そんな何やかんや思い巡らして、歩いている時、淫靡な匂いのする百軒横丁のあたりで、誰かが僕の肩を後ろからトンとたたいた。
振り返ると
、
「よっ♪」
と言って片手を上げている年配の方がいる。
その人物は、この俺から見てさえ、完全にコーディネートが失敗しているぞというような、暑そうなグレーと紺の上下のスーツに、黄色いラコステのカッターシャツを着ていて、マリナーズの野球帽を目深にかぶり、首から少々型の古いウィルコムのピッチを提げて、それはそれは満面の笑みを浮かべて俺の目を見つめている。

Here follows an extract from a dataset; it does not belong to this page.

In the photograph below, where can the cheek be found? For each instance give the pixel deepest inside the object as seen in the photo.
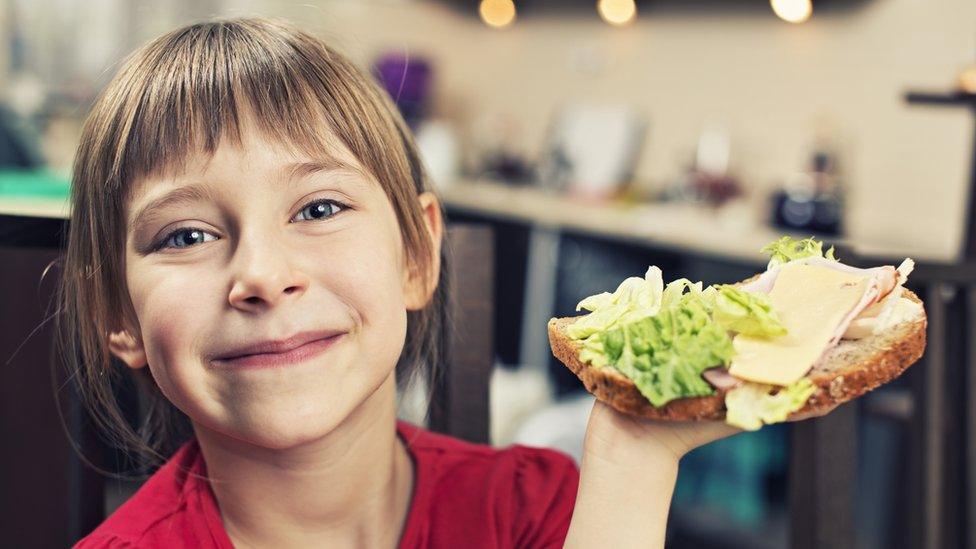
(174, 313)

俺は誰かわからなかった、が、すぐにあっ!と思った。このいでたち、この振る舞い、このダサさ、
「そうか!業界の人か!しかも先輩。」
と思った。
僕の住む業界には極端な人が多い。むちゃ渋くてかっこいいダンディおじさん風か、こんな感じのどちらかである。だから、直感的にそう感じた。そして、同時に多量の汗が噴き出してきた。名前がわからなかったからである。全く名前が思い出せないのである。俺の焦燥感が、この暑さと相まって、体内からも鬼の量の体液が噴出してきた。
『誰だっけ?』
頭の中にこの言葉がうねりを持って渦巻き、なんども回帰する。エンドレスでディレイをかけたときのように、ただただ残響音がうるさい。
『誰・・だっけ・・?』
こんな状況で名前を思い出せないことは、過去何度かあったが、今回は少し違う。相手が本当に親しげな笑顔をしているからだ。やさしそうで上品な目、オシャレな髭をたっぷりとそなえ、緩んだ口元はたぶん僕の返答を待ったうえで「元気?」と言わんばかりの発声準備をおこたっていない。
『・・・・・?』
「どちらさま・・・です・・・か?」なんて、絶対にいえない。そんなに人を傷付けていい権利など俺にはない。己の不足を他人に転嫁するな、自分で、この数秒間で、解決せよという俺の脳髄にひそむ上司から指令が下された。その瞬間、稚拙で軽薄な蒸気機関的脳細胞はフル回転した。これほど頭を使ったのは、高校入試と大学入試とトイレの紙をダブルからシングルに変える決断をした時いらいだ。急速回転する蒸気機関が嫌な臭いの煙を出しはじめ、オーバーヒートのカラータイマーが激しく点滅し始めたその時、俺は、遂に、遂に口を開いて、一言、言った。
「や・・・」
この『や』は一体何の『や』だ!『やっぱり解りません』とでもいいたい『や』か!何を言っているんだこの男は。一体俺は何を思いついたんだろう。何か、名前だろうか。俺の名前は鈴木である。日本には鈴木や佐藤という名前が多いと聞いた事がある。つまりサ行から始まる名前を言って当たる確立は、他の文字に比べて箆棒に高い。じゃあ、何か!『さ』と『や』が似てるとでも言いたいのか。『母音のあ』しかあってないじゃないか!『あ』が合ってるだけなら、10文字もある(濁音省く)。じゃ、ただ単に『やあ・・』と言いたかったのだろうか。しかし、『よっ』に対して『やあ』じゃ、あまりにつれないじゃないか。俺たちは親友か。何の芸もない。『こいつ、俺の名前がわからないんじゃないか』という疑いに火をつける結果になりかねないじゃないか!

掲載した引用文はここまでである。